Herbert Grönemeyer - hier letztes Jahr im Hallenstadion - mag es, vor grossem Publikum aufzutreten: Das sei zwar eine Herausforderung, aber auch ungemein befriedigend, sagt er. (Archivbild)
Herbert Grönemeyer - hier letztes Jahr im Hallenstadion - mag es, vor grossem Publikum aufzutreten: Das sei zwar eine Herausforderung, aber auch ungemein befriedigend, sagt er. (Archivbild) © /KEYSTONE/ENNIO LEANZA
“Fussballstadien haben ihre eigene Magie”, schwärmt Herbert Grönemeyer. “Sie können der Eitelkeit ganz gut tun”. Doch Stadionkonzerte seien auch heikel, denn “wenn man ein Stadionpublikum verliert, dann ist es passiert”. Grönemeyer gastiert am 10. Juni in St. Gallen.
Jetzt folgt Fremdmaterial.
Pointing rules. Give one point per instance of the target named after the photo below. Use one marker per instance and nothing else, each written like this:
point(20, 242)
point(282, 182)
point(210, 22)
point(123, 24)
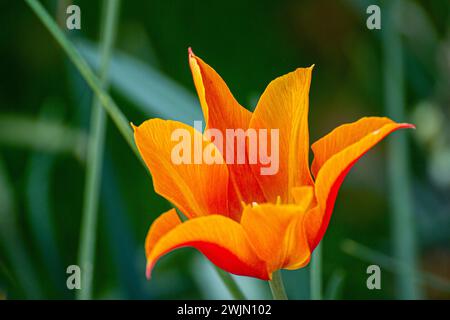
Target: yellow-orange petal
point(196, 189)
point(336, 153)
point(303, 197)
point(284, 106)
point(221, 111)
point(160, 227)
point(277, 234)
point(220, 108)
point(221, 239)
Obwohl der Sänger am Dienstag 60 wird, schafft er den Kraftakt einer Stadiontournée immer noch mühelos. Das verdanke er dem Sport, den er jeweils zwei Monate vor Tour-Start intensiviert, sagte er der “NZZ am Sonntag”.

Der Künstler, von dem immer noch einige behaupten, er könne nicht singen, hat während den Tournéen ein ausgeklügeltes System, um die Stimme fit zu halten. Eine Fachfrau hat ihn gelehrt, “wie man die Stimme nach dem Konzert runterfährt und nach innen klappt”.
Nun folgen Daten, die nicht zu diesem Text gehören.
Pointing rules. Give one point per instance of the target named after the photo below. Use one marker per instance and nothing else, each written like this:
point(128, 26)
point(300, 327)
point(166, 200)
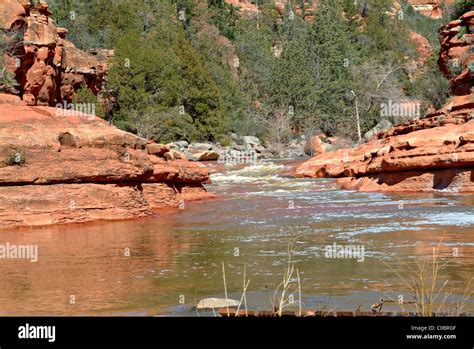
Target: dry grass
point(285, 292)
point(431, 293)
Dass er danach eine Weile nicht reden darf, fällt ihm schwer. Er streife dann jeweils mit Kappe und Sonnenbrille maskiert durch die Strassen. Angesprochen werde er dabei nicht, “ich bin ja auch nicht mehr in einem Alter, wo die Leute kreischend ins Koma fallen, wenn sie einen sehen”.